# Royal Canin golden retriever breed specific



## Carraig (Jan 4, 2008)

Welcome to the board Griffin. We'll be looking forward to pictures of your pooch.

As for the food, I have not used that brand. But I think anytime a dog turns one down, it's trying to tell you something. If it were a matter of changing the food for his health, you could stick it out, because sooner or later a hungry dog will eat. But I think in this case if the old food worked for you, I would go back to it.

Many stores and/or manufacturers will refund you for a bag that your dog won't eat.

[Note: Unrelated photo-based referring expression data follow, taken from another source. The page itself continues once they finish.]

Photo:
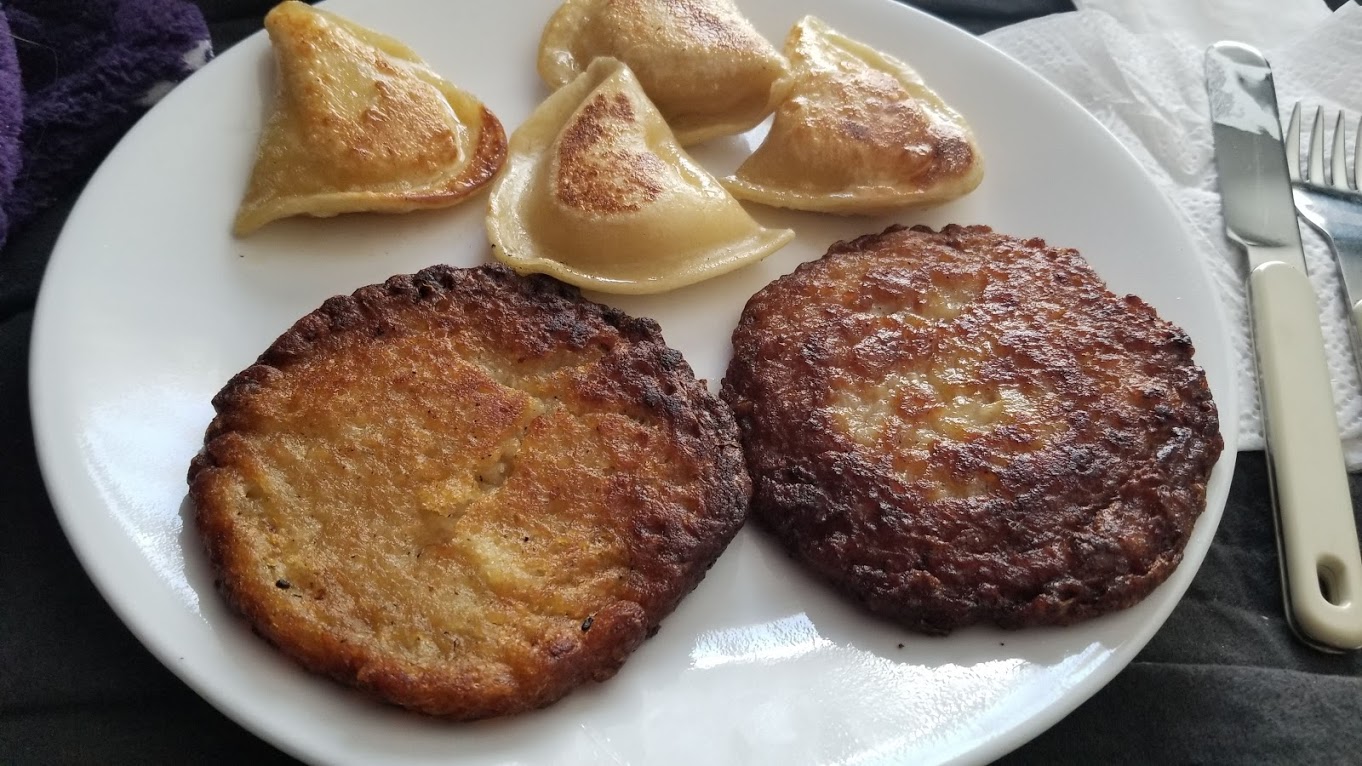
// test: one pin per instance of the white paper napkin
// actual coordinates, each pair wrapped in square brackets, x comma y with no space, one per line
[1137,66]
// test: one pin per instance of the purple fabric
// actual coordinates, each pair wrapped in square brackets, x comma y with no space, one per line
[74,77]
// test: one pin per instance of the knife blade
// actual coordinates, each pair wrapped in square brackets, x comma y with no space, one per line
[1317,540]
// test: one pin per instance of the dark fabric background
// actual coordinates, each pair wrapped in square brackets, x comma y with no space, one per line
[1221,683]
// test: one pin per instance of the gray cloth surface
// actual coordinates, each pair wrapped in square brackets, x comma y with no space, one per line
[1221,683]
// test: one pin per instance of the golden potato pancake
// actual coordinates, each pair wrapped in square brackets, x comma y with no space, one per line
[963,427]
[463,491]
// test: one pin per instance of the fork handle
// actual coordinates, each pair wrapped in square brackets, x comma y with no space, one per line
[1321,567]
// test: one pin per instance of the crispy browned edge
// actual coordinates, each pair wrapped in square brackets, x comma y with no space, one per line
[789,509]
[676,559]
[488,158]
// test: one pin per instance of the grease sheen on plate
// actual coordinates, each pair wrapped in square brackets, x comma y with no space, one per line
[762,663]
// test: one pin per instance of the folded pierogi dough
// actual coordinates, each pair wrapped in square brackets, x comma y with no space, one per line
[598,192]
[362,124]
[860,132]
[700,62]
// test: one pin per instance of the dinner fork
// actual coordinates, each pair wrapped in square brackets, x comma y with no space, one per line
[1332,205]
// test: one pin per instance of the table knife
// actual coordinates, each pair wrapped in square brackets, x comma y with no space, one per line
[1317,540]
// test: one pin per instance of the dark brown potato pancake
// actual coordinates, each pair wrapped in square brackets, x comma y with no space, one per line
[465,491]
[966,427]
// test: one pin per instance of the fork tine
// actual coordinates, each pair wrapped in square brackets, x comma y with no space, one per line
[1316,171]
[1357,156]
[1339,161]
[1293,143]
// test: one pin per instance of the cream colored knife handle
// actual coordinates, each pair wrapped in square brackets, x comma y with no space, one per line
[1357,334]
[1321,569]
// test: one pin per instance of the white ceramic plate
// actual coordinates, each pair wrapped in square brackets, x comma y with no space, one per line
[150,305]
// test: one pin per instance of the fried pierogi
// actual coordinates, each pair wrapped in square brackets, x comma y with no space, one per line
[700,62]
[362,124]
[598,192]
[860,132]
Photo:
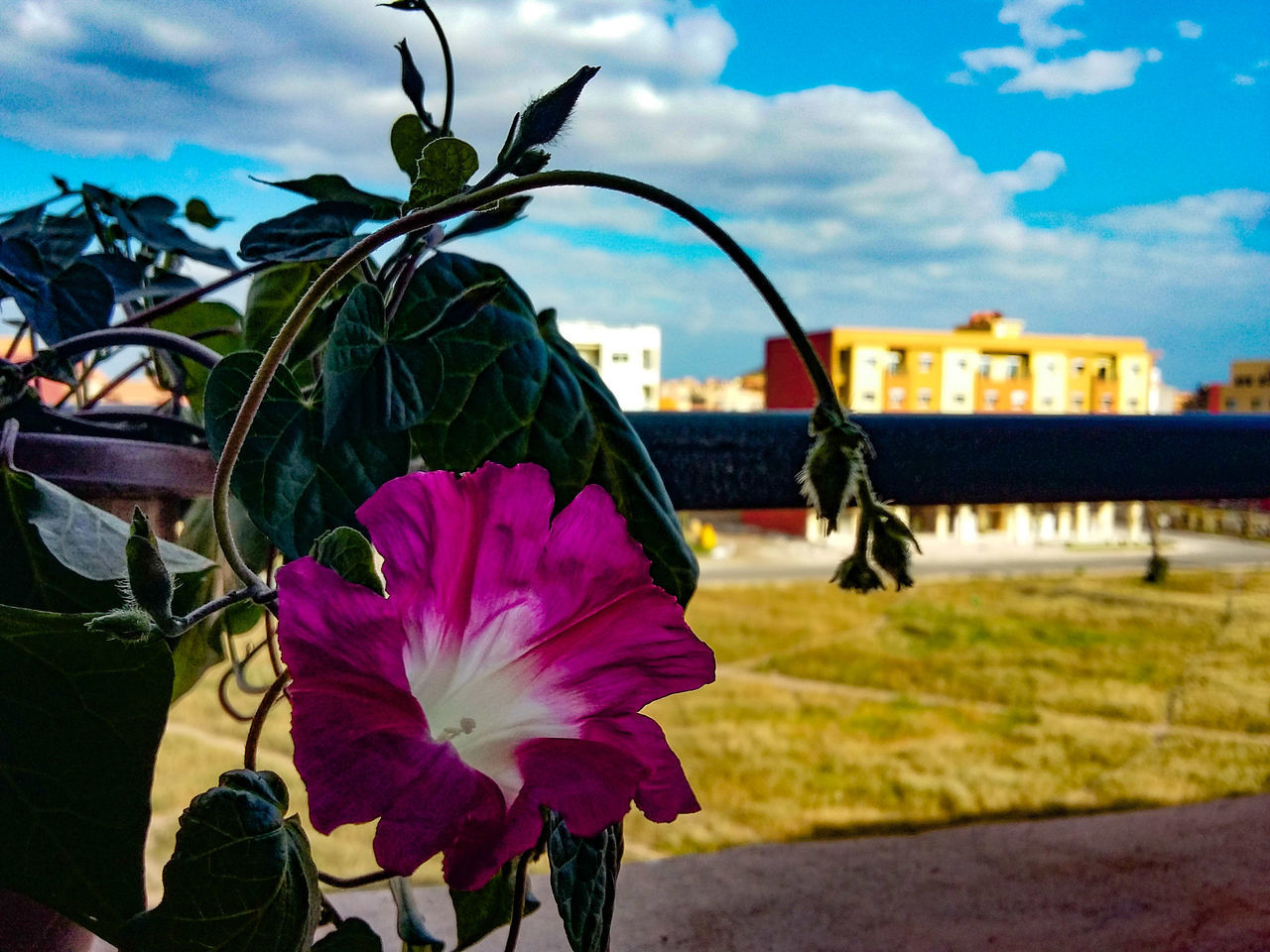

It is worth contacting the store, then Royal Canin.


----------



## TuckerPupp (Apr 10, 2008)

I feed my Golden Royal Canin but I just feel him the Large Breed adult brand.. he LOVES it! My vet was rather happy with the food choice as well. I have not tried the GR specific brand cause I have another non-golden dog in the house. She is the picky eater and when Royal Canin changed they food to more breed specific she noticed the difference. I would stick with the food your dog likes. Check the labels and compare the ingredients I bet the lab and the golden formula are not too different anyway it is probably just a different flavor and shape. Best of Luck!


----------



## DelmarvaGold (Mar 7, 2006)

Maybe the bag of food is spoiled. I'd take it back to the store and continue to feed his old food if he did well on it.

BTW...welcome


----------



## T&T (Feb 28, 2008)

Did you compare ingredients (and order in which they are listed) to see the difference ? I would email/call them (CDA) www.royalcanin.ca OR
(USA) www.royalcanin.us 
We fed RC to Miss T (eng.mastiff) as a pup & had stool volume/frequency problems, their customer svce was VERY cooperative & helpful. Turned out it was the corn she was reacting to and we ended up switching 
food companies completely. 
They do have 100% gtee so you can return/exchange. 
I'm just disappointed RC did not make it to the WHOLE DOG JOURNAL 2008 List of Approved Dry Dog Foods this year as they never responded to the Journal's inquiry about their "origin of manufacture" . Disclosure of manufacture origin is a new criteria for selection ...


----------



## griffin (Apr 16, 2008)

Thanks for your replies... I switched back to the old foor (RC Lab) and he is lovin' it again


----------